1. Les obligations des juridictions nationales à la suite d’une décision préjudicielle

59. Il est de jurisprudence constante qu’une décision préjudicielle de la Cour lie la juridiction nationale en ce qui concerne l’interprétation ou la validité des actes des institutions de l’Union européenne en cause pour la solution du litige au principal ( 19 ). L’article 267 TFUE exige que la juridiction de renvoi donne plein effet à l’interprétation du droit de l’Union fournie par la Cour ( 20 ).

60. Au-delà de ce type d’effet contraignant d’une décision préjudicielle qui pourrait être catégorisé comme étant inter partes, la jurisprudence de la Cour a uniquement confirmé explicitement l’effet contraignant erga omnes des déclarations d’invalidité de dispositions du droit de l’Union ( 21 ).

61. Toutefois, la même logique inter partes s’étend pleinement à toutes les étapes juridictionnelles ultérieures au sein de la même procédure au principal. Par conséquent, si les orientations de la Cour étaient sollicitées, par exemple, par une juridiction de première instance, alors la juridiction d’appel ou la Cour suprême saisie par la suite dans la même affaire serait également liée par les orientations fournies par la Cour dans cette affaire. Il s’agit là selon moi d’une extension de l’effet
contraignant inter partes parce que l’objet traité est toujours la même affaire impliquant les mêmes faits et les mêmes questions juridiques posées. Il ne s’agit pas de l’effet erga omnes (de par sa nature plus « vague ») présent dans d’autres affaires qui concernent d’autres faits et d’autres parties mais qui interprètent les mêmes dispositions du droit de l’Union ( 22 ).

62. Cela signifie en pratique que, si la déclaration interprétative contenue dans une décision préjudicielle exige que la juridiction nationale effectue un certain type d’appréciation, cette appréciation doit être réalisée afin de garantir la mise en œuvre correcte de cet arrêt et, ce faisant, la bonne application du droit de l’Union ( 23 ). Il en est a fortiori ainsi lorsque la Cour confie explicitement à la juridiction de renvoi, dans le dispositif de l’arrêt, le soin de vérifier certains éléments
afin d’établir la compatibilité du droit national avec le droit de l’Union.

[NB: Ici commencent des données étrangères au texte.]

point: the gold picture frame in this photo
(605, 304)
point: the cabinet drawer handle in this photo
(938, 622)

2. Autonomie procédurale nationale et effectivité

63. Dans ses observations, le gouvernement hongrois s’appuie largement sur le principe de l’autonomie procédurale nationale afin de souligner qu’il appartient à chaque État membre d’aménager les règles procédurales et les voies de droit. Il soutient en outre que, dans des affaires précédentes, notamment un arrêt concernant Hochtief AG ( 24 ), la Cour avait accepté différentes limites procédurales au contrôle juridictionnel quant au moment où une action pouvait être introduite et à quelles
conditions.

64. Il est en effet de jurisprudence constante qu’en l’absence de législation de l’Union dans ce domaine il appartient à chaque État membre, conformément au principe d’autonomie procédurale, de désigner les juridictions compétentes et de régler les modalités procédurales des recours destinés à assurer la sauvegarde des droits que les justiciables tirent du droit de l’Union. Il est cependant également de jurisprudence constante que, en vertu du principe de coopération loyale consacré par l’article 4,
paragraphe 3, TUE, les règles procédurales précises régissant les recours visant à garantir les droits des justiciables en vertu du droit de l’Union ne doivent pas être moins favorables que celles régissant les recours nationaux similaires (exigence d’équivalence) et ne doivent pas rendre impossible en pratique ou excessivement difficile l’exercice des droits accordés par le droit de l’Union (exigence d’effectivité) ( 25 ).

65. En outre, toute disposition d’un système juridique national et toute pratique législative, administrative ou judiciaire qui pourrait constituer un obstacle à l’efficacité du droit de l’Union en refusant à la juridiction nationale compétente pour appliquer ce droit le pouvoir de faire tout ce qui est nécessaire au moment de cette application pour écarter les dispositions législatives nationales qui pourraient empêcher le droit de l’Union d’avoir plein effet sont incompatibles avec ces exigences
qui constituent l’essence même de l’Union ( 26 ). Les règles procédurales nationales ne peuvent en particulier pas affecter les pouvoirs et les obligations imposées à une juridiction nationale en vertu de l’article 267 TFUE ( 27 ).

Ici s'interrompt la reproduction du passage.